Le magazine Médor censuré à cause d'un article sur Mithra: l'AJP se dit "scandalisée"
Le magazine Médor censuré à cause d'un article sur Mithra: l'AJP se dit "scandalisée" - © Belga

Le tribunal de première instance de Namur a interdit provisoirement, hier/mercredi, au nouveau magazine trimestriel d'enquêtes et de récits Médor de poursuivre la diffusion d'un article consacré à Mithra, après une requête unilatérale en référé introduite par la société pharmaceutique liégeoise.

A la suite de cette requête, la justice namuroise a interdit provisoirement à Médor "de publier et de diffuser (en ce compris de maintenir cette publication et cette diffusion) l'article 'Le risque financier que Mithra n'a pas déclaré à la FSMA' et tout article ayant un contenu essentiellement similaire", expliquent jeudi les responsables de Médor.

Cet article avait été publié sur le site internet du magazine jeudi dernier.

12 000 euros par jour

"Si Médor ne respectait pas l'interdiction, le magazine serait tenu de payer 12 000 euros par jour et par infraction constatée, ce qui signerait immédiatement son arrêt de mort", ajoutent les responsables de la publication en dénonçant une "décision judiciaire scandaleuse et exceptionnellement rare dans les annales de la presse belge".

"Prononcée au nom d'une soi-disant 'extrême urgence et absolue nécessité', cette interdiction ne vise pas seulement l'article publié en ligne le 12 novembre et aujourd'hui retiré, mais aussi la sortie du numéro un du magazine papier en librairie, ce qui cause un préjudice énorme au magazine Médor, à ses collaborateurs et à la liberté de la presse", poursuivent-ils.

l'AJP "scandalisée"

Un constat partagé par l'Association des journalistes professionnels (AJP) qui s'est dite "scandalisée" par cette décision judiciaire. "L'AJP ne peut admettre qu'un juge fasse droit à ce genre de requête qui exclut le débat contradictoire alors que sont en jeu les principes fondamentaux de la liberté de presse et du droit pour le public d'être informé sur des éléments d'intérêt général", réagit-elle dans un communiqué.

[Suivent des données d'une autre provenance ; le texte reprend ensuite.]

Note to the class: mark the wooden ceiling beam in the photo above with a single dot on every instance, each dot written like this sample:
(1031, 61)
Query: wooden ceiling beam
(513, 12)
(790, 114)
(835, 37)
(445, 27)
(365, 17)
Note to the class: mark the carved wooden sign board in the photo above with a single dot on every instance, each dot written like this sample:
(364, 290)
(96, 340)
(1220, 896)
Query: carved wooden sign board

"Il n'est pas pensable qu'une firme pharmaceutique wallonne, soutenue depuis sa création par les pouvoirs publics, puisse activer à sa guise une censure de presse au terme d'une procédure expéditive jusqu'à présent très exceptionnelle dans notre pays", renchérit l'association professionnelle.

Une audience contradictoire en référé se tiendra le 24 novembre après-midi au tribunal de première instance de Namur.